Shankman's famous work ethic shows itself in his latest project, Nice Companies Finish First: Why Cutthroat Management Is Over -- and Collaboration Is In (Palgrave Macmillan, 2013) -- his second book in the past three years.
Written while managing a busy PR firm, professional speaking schedule, and the waning days of his HARO involvement (more on that in a moment), Shankman argues that businesses need to be nicer to both employees and customers.
"The authoritarian days of Jack Welch and Gordon Gecko have really ended," says Shankman. "The companies that are a little bit nicer to their customers are the ones that are going to be talked about and who are going to be explored more, and as such, they will actually wind up being more profitable."
Social media has made it easier for consumers and employees to talk to one another and weed out bad -- or rude -- companies. "When I buy something I no longer just go to the store to see if they have it. I check out the store. I see what my friends are doing. I go online. It's never been easier to find information and to choose what companies you want to purchase from."
Shankman says social media has essentially allowed a return to a simpler time.
"In the 1950s we had sewing circles. Dads would go off to work and Moms would sit around and they'd gossip. They'd talk to their friends about what butcher served the best cuts of meat or what bakers served the best breads."
As more women started working outside of the home and the sewing circle tradition died out, consumers were left largely to their own devices, says Shankman.
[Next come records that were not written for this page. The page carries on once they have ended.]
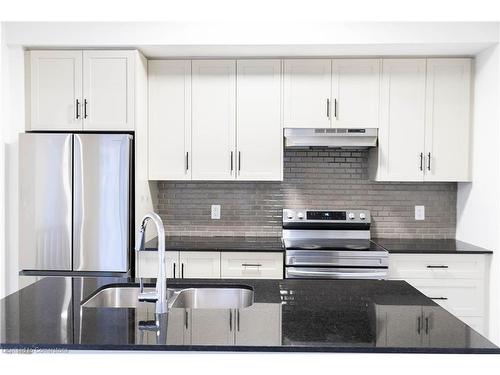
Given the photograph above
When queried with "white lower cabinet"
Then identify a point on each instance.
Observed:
(212, 265)
(244, 265)
(457, 282)
(200, 264)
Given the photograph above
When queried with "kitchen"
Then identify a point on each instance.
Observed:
(322, 194)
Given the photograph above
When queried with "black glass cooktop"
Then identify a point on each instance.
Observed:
(331, 244)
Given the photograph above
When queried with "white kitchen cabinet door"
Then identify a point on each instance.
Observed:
(169, 119)
(251, 331)
(212, 326)
(307, 86)
(147, 264)
(258, 117)
(213, 119)
(56, 90)
(401, 132)
(251, 265)
(355, 93)
(447, 123)
(200, 264)
(108, 90)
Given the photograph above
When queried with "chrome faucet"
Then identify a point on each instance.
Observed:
(159, 296)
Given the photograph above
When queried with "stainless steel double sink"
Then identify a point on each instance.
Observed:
(126, 296)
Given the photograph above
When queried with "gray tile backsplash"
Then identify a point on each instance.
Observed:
(332, 179)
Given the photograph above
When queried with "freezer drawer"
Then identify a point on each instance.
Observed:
(45, 201)
(101, 223)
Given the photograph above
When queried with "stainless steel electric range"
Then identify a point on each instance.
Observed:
(331, 244)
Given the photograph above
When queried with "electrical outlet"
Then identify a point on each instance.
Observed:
(215, 211)
(419, 212)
Today, Social media allows Moms -- and Dads -- to join groups and share opinions about businesses in a way that hasn't happened since the 1950s. "That sewing circle is really back now. It's back in terms of people being online and people really sharing information." Companies must be nice, says Shankman, because if they aren't, people will hear about it -- instantly.
For companies that want to become nice, Shankman advises to start with listening. "Listen to what your audience is saying, what your company is saying, what your customers are saying," says Shankman. "You react based on that."
Companies also must recognize they cannot manipulate public opinion any more than can they control forces of nature, according to Shankman. "No one can control the direction of the wind. It's never been easier for your customers to go somewhere else. They can simply walk away."
After listening, Shankman says companies should focus on providing good customer service. Shankman half-jokingly says the majority of consumers expect to receive "crap" from most companies. "One level above crap will get you customers for the long-term. Treat them well and you are looking at customers who are going to go out and tell the world how awesome you are."
Shankman says companies should commit themselves to "enlightened self-interest" - focusing on more than just the bottom line. "It can't be about you anymore. The more you make it about your customers or even your employees, [the better]. Doing something for the greater good has a higher level of financial return."
Niceties aside, Shankman is focusing on the future. He recently parted amicably with the company that purchased HARO in 2010, Vocus, Inc. He is becoming a father for the first time in April. And he has a new company still in silent mode.
Even if he does take on so many projects it will make your head spin, Shankman doesn't apologize for one thing.
"I'm still having a great time," says Shankman. "There is a lot of exciting things coming down the pike. At the end of the day, if I am having a good time, I've done well."